Alem is fourteen, in London with his father on the best holiday he has ever had, only then the unthinkable happens, Alem awakes to find himself alone, a stranger in an unfamiliar country. As a violent civil war rages back home, Alem's Ethiopian father and Eritrean mother make the heartbreaking decision to leave him in London, on his own but hopefully safe at last. Guided by the Refugee Council and social services Alem's new life brings with it new challenges from court hearings to children's homes to life changing friendships and loving foster families. Amidst this turmoil Alem determines to take control, to transcend his refugee label, to become Alem Kelo - an African, a Peacemaker and no longer just a Refugee Boy.
This newly commissioned adaptation of Benjamin Zephaniah's powerful novel Refugee Boy has been created by West Yorkshire Playhouse with award-winning poet, playwright and performer Lemn Sissay. Sissay's stage version of Zephaniah's gripping tale charting one boy's courageous fight for recognition reflects Lemn's own journey to discover his past. Of Ethiopian and Eritrean heritage Sissay describes himself as Habersha, and like Zephaniah's protagonist was brought up in the social care system in the UK, (a story which he recounts in his play, Something Dark). Refugee Boy paints a realistic, painful but hopeful picture of the challenges facing a young refugee alone in a strange country.

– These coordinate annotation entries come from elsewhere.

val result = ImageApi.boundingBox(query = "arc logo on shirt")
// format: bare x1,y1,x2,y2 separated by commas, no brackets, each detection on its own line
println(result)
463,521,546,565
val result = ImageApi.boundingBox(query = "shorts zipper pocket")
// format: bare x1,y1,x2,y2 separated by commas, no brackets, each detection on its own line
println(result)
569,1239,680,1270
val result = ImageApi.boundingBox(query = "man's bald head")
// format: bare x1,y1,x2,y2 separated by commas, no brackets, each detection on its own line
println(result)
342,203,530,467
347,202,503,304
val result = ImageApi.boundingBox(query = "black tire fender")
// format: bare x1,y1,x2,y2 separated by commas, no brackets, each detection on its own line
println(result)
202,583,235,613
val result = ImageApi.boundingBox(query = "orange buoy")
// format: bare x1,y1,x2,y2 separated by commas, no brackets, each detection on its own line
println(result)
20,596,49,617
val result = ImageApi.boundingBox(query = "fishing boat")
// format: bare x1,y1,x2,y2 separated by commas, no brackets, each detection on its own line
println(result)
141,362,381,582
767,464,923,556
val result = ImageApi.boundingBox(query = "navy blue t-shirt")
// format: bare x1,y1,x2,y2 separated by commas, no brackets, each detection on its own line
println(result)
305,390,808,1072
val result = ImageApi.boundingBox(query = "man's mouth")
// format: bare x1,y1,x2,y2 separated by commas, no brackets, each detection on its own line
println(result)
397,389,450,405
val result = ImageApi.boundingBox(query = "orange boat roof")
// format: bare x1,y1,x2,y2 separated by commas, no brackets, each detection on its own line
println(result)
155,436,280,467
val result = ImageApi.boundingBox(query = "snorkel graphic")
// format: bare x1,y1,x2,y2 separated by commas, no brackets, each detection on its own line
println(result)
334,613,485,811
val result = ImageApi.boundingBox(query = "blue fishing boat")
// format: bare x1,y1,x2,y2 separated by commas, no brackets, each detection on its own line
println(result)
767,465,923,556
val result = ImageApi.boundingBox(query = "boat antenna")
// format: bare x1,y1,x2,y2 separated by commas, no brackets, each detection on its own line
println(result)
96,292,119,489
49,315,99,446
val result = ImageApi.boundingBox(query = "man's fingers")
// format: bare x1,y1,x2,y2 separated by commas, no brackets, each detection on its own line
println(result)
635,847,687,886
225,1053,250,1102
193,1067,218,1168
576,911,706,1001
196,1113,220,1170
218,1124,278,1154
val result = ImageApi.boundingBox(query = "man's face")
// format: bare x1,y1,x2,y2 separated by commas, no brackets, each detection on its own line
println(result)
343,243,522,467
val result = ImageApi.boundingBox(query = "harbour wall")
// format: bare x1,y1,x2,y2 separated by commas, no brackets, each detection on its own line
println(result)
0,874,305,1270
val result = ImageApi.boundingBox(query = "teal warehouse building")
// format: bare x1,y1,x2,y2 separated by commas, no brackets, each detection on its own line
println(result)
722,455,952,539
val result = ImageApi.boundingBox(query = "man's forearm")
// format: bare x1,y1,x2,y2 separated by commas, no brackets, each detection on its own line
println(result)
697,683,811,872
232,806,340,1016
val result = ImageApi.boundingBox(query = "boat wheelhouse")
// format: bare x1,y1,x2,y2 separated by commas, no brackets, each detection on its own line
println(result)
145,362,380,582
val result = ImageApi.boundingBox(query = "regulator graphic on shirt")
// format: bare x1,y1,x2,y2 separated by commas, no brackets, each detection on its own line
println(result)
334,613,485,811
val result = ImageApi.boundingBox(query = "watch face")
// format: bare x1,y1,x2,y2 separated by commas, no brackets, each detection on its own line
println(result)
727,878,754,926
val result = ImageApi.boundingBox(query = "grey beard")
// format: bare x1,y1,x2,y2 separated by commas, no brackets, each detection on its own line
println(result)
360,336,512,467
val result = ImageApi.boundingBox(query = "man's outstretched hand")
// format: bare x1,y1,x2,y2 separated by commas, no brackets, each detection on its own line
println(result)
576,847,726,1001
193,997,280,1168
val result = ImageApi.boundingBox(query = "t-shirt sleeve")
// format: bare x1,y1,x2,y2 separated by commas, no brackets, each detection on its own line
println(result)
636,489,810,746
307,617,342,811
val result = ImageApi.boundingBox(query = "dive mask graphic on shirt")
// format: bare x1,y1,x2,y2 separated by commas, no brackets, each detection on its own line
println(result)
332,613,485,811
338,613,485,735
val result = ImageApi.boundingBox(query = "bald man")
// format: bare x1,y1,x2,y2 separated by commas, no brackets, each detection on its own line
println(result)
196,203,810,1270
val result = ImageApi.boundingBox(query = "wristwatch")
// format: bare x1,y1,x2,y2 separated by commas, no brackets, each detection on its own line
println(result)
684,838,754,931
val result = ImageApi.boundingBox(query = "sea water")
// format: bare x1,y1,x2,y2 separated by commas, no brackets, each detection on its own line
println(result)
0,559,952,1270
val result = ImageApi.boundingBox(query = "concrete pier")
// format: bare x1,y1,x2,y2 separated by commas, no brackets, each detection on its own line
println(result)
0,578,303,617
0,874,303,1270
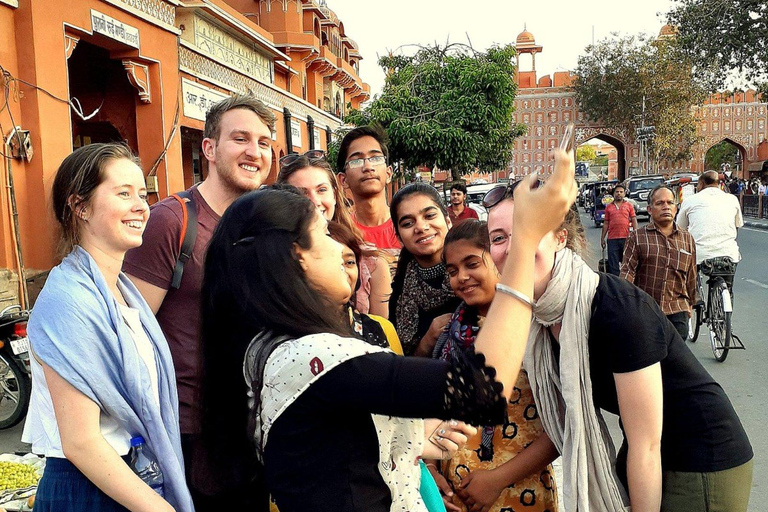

Benjamin Zephaniah is a world renowned poet, novelist, playwright, lyricist, musician, presenter and professor. His first book of poetry Pen Rhythm was published when he was 22, yet it was through the performance of his work that he revolutionised the British poetry scene. Performing both on stage and on television he brought poetry out of the academic world and into the living-rooms of ordinary people. He is a prolific writer of poetry, novels, plays and non-fiction for both adults and children. Benjamin has performed his poetry and music throughout the world to critical acclaim. He also spends much of his time working with human rights, animal rights and other political organisations.
Lemn Sissay is a poet and a playwright and an associate artist at London's Southbank Centre. He is author of five books of poetry spanning twenty five years. He reads on stages throughout the world. He is an honorary Doctor of Letters and was awarded the 2010 travelling award scholarship from the Society of Authors. His play Something Dark is the winner of a RIMA award and has been performed throughout the world. Internal Flight, a television documentary about his life was made by the BBC. In 2010 he was made a MBE by the Queen for services to literature. Patron of The Letterbox Club and The Reader Organisation, he is Education Ambassador for Arvon Foundation and Trustee of World Book Night.
Gail McIntyre is West Yorkshire Playhouse's Associate Director - Young People, her work is seen both on stage at the Playhouse and on tour in schools across the region. Gail was inspired to develop Benjamin Zephaniah's acclaimed novel after working with playwrights and 'fighters' in Eritrea. Her work at the Playhouse includes Sleeping Beauty, Jack and the Beanstalk, Aladdin, Cinderella, The Snow Queen, Beauty and the Beast and Flat Stanley. The First Cut and The Worm Collector which were created for schools have toured several times to great acclaim.
Reprising the role of Alem is Fisayo Akinade, following his role in the highly praised Waiting for Godot. His other credits include Shiverman (Theatre 503). The cast also includes Dominic Gately who has just completed a tour of the critically acclaimed Loneliness of the Long Distance Runner, Andre Squire whose television credits include The Vice, Sarah Vezmar who has worked with Shared Property, Becky Hindley performs regularly with Northern Broadsides and at the Stephen Joseph Theatre, including their recent production of The Importance of Being Ernest and Dwayne Scantlebury whose television credits include Bound (Tiger Aspect/Endemol).
Adapted for the stage by Lemn Sissay Director: Gail McIntyre, Designer: Emma Williams, Lighting Designer: Malcolm Rippeth, Sound Designer: Ian Trollope, Movement Director Lucy Hind, Casting Director: Kay Magson.